Say we have a rank $r$ smooth vector bundle $E\to X$ and a smooth section $s:X\to E$ of it. Shortly after the 30 min mark in this video Joe Harris defines the $r$th Chern class of this bundle to be the cohomology class $c_r(E)=[x:s(x)=0]$ of points where the section vanishes.
I believe this is the Poincaré dual to the homology class defined by the vanishing locus of the section, and I'd like to know how to explicitly build this homology class, and seeing why it has degree $2r$.
You should be assuming the section is transverse to the zero section. In that case, transversality says that the intersection is of $4r = \text{codim}_{TE} X \cap s(X) = \text{codim}_{TE} X + \text{codim}_{TE} s(X) = 2r+2r$. (Note that $E$ is a complex vector bundle, so the zero section has codimension $2r$, not $r$!) Then $\dim X \cap s(X) = n+2r-4r = n-2r$. This is an oriented submanifold; triangulating it with simplices whose orientations agree with the manifold. The sum of these is a chain in $X$, giving a homology class of degree $n-2r$. Poincare duality sends it to a cohomology class of degree $2r$, as requested.

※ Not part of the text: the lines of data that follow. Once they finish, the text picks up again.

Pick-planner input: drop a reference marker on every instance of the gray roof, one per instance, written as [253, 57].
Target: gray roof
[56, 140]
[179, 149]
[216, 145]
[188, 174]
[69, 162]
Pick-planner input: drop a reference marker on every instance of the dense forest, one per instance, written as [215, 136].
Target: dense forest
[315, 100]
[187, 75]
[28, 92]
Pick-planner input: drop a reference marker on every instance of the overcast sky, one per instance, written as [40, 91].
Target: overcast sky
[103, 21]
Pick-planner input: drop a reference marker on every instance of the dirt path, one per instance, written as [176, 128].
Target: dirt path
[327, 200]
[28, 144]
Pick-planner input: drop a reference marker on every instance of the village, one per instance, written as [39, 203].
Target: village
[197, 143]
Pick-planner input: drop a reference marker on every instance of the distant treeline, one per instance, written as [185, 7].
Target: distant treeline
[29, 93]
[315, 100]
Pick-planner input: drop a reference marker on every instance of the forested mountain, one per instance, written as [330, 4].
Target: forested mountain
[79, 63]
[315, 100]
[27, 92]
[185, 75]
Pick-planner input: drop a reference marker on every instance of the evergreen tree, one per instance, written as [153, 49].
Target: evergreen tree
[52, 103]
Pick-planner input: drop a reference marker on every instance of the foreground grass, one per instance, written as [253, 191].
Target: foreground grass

As for why this is well-defined: Given two different transverse sections $s_i$, there is a transverse section $s_t: X \times I \to E$. So the resulting submanifolds $X \cap s_i(X)$ are cobordant via the oriented cobordism $\cup_t X \cap s_t(X)$. Triangulating this cobordism shows that the two homology classes the submanifolds $s_i(X)$ represent are homologous.